Altre malattie di questo tipo sono la SARS, Ebola, Zika, Mers, le infezioni da Escherichia coli, Campylobacter e Salmonella, oltre all’influenza aviaria e a quella suina che proliferano negli allevamenti intensivi. Come abbiamo scritto a marzo, lo scenario più probabile indica che il serbatoio del patogeno sia una specie di pipistrello presente in Cina e che il COVID-19 sia arrivato all’uomo attraverso un ospite intermedio. Quindi, a differenza dell’influenza aviaria o di quella suina, ma similmente alla SARS, il COVID-19 non proviene da un animale in allevamento. Nonostante ciò, è proprio lo sfruttamento di animali in allevamenti intensivi ad avere favorito le condizioni alla base perché il virus si spostasse dal pipistrello all’uomo.

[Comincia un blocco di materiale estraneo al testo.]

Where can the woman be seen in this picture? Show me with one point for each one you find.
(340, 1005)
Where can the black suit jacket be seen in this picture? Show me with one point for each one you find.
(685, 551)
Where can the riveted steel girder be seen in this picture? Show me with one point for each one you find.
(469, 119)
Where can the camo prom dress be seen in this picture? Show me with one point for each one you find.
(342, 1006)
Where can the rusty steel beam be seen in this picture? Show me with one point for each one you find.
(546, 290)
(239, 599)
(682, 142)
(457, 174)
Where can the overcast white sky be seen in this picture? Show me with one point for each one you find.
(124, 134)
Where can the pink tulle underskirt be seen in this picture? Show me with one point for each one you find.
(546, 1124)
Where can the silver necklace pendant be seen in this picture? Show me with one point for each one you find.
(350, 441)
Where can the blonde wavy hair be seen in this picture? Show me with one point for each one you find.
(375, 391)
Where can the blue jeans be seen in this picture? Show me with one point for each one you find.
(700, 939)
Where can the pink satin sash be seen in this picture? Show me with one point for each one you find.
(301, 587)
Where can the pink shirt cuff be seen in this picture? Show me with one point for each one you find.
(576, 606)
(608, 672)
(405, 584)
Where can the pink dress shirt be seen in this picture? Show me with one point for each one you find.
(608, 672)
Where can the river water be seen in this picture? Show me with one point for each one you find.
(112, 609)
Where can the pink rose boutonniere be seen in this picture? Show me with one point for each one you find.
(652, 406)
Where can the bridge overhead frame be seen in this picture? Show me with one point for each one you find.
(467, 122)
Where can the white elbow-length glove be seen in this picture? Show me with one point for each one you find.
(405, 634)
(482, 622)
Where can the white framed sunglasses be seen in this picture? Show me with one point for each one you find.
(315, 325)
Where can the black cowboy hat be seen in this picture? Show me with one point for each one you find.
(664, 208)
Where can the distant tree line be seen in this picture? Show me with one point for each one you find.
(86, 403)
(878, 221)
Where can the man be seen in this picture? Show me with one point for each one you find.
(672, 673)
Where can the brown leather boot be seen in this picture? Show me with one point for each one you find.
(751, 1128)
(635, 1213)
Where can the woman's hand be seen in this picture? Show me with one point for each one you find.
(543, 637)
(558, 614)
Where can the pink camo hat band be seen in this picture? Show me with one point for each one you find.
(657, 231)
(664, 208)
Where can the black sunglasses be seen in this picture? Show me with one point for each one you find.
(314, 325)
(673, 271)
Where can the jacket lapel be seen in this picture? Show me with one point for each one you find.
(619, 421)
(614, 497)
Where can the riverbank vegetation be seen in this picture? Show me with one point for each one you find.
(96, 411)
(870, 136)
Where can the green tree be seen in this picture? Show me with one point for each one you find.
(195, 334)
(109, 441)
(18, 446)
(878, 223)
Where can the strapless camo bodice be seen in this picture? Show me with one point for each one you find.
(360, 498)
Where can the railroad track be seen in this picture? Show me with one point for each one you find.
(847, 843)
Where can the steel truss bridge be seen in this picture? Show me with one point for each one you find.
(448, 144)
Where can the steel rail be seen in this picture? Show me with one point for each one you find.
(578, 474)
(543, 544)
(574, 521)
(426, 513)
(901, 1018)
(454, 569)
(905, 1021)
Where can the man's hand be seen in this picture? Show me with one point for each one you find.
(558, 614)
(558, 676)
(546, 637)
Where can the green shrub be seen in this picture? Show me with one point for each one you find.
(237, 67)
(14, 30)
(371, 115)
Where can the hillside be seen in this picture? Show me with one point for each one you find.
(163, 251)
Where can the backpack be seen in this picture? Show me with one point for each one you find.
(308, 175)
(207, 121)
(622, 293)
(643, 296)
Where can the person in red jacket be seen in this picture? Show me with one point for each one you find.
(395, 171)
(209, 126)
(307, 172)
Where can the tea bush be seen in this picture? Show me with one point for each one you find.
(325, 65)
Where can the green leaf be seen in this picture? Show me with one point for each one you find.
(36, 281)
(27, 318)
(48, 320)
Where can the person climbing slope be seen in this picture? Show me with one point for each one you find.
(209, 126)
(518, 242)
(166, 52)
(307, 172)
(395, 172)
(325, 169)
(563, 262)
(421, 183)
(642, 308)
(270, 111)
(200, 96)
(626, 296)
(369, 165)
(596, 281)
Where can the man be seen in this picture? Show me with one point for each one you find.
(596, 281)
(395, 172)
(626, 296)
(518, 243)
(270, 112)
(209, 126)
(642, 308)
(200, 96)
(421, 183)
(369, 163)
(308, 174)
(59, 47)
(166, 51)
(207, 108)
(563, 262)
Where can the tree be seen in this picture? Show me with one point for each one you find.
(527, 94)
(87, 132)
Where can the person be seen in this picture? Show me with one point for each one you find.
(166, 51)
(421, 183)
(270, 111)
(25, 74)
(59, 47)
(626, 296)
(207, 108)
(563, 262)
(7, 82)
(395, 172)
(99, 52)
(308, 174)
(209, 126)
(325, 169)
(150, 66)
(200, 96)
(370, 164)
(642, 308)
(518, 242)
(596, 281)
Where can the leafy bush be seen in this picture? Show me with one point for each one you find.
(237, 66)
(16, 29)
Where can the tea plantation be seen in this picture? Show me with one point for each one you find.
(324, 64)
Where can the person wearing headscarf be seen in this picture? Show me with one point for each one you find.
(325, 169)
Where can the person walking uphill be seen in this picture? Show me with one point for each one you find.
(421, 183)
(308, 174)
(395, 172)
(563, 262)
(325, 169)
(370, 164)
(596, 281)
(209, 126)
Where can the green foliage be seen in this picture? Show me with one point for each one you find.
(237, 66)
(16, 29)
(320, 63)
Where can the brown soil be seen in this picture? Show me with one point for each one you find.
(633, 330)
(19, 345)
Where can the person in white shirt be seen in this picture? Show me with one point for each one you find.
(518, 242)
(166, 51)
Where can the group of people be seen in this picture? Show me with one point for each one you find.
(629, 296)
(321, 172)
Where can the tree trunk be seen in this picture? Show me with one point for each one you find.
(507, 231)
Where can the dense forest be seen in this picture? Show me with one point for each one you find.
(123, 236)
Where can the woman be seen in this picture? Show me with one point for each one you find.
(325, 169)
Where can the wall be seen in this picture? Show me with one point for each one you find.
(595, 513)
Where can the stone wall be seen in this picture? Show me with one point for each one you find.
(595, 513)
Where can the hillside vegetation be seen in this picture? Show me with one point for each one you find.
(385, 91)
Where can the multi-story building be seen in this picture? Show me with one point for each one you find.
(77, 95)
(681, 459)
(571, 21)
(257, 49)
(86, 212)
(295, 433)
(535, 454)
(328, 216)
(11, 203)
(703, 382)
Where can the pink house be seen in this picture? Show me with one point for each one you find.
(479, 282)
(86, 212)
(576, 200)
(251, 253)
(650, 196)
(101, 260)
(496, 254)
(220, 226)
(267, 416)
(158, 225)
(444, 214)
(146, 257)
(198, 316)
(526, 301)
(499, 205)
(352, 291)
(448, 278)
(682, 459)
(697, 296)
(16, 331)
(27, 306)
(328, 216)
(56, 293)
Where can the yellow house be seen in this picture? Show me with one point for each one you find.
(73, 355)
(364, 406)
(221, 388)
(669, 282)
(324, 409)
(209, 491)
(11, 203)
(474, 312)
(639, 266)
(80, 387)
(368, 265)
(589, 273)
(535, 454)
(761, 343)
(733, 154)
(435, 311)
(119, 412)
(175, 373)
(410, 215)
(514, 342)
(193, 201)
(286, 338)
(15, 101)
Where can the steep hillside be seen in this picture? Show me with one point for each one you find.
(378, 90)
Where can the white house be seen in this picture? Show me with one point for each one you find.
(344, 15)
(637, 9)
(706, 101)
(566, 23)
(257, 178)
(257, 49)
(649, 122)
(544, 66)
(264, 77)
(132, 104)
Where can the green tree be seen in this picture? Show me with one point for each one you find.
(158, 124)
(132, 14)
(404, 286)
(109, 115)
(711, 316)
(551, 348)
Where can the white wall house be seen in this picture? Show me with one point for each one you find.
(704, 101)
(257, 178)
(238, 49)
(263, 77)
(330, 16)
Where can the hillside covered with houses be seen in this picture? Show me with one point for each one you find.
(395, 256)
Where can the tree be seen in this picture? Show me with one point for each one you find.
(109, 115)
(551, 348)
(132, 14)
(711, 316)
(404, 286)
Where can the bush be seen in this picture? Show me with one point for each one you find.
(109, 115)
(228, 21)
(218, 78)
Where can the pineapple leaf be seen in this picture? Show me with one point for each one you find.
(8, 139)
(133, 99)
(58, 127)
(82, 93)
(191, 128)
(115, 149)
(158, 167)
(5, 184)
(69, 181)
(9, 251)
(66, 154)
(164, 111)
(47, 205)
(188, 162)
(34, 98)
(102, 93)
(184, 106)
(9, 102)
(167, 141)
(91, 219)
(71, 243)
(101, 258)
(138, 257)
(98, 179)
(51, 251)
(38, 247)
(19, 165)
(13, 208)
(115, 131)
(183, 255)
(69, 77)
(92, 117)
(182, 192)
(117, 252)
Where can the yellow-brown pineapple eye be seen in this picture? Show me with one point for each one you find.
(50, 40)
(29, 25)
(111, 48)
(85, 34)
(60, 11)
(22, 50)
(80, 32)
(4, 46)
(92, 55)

Inoltre la puntata del 13 aprile di Report, a cui hanno contribuito anche i nostri investigatori, ha chiarito come lo smaltimento dei liquami animali ‒ e l’inquinamento atmosferico possano giocare un ruolo chiave nella diffusione del virus. Secondo l’Arpa, in Lombardia, l’85% delle emissioni di ammoniaca è causata dagli allevamenti, nello specifico dai loro liquami, e l’ammoniaca è uno dei principali fattori della formazione di PM10.
Gli allevamenti intensivi hanno cambiato il mercato della carne cinese
Se andiamo a considerare le cause per cui sia avvenuto lo spillover da una specie all’altra, un tassello che ci aiuta a completare, seppure parzialmente, il quadro è la trasformazione del modello di produzione di carne avvenuta in Cina a partire dagli anni ‘90, che ha colpito i piccoli allevamenti familiari e sconvolto le aree rurali.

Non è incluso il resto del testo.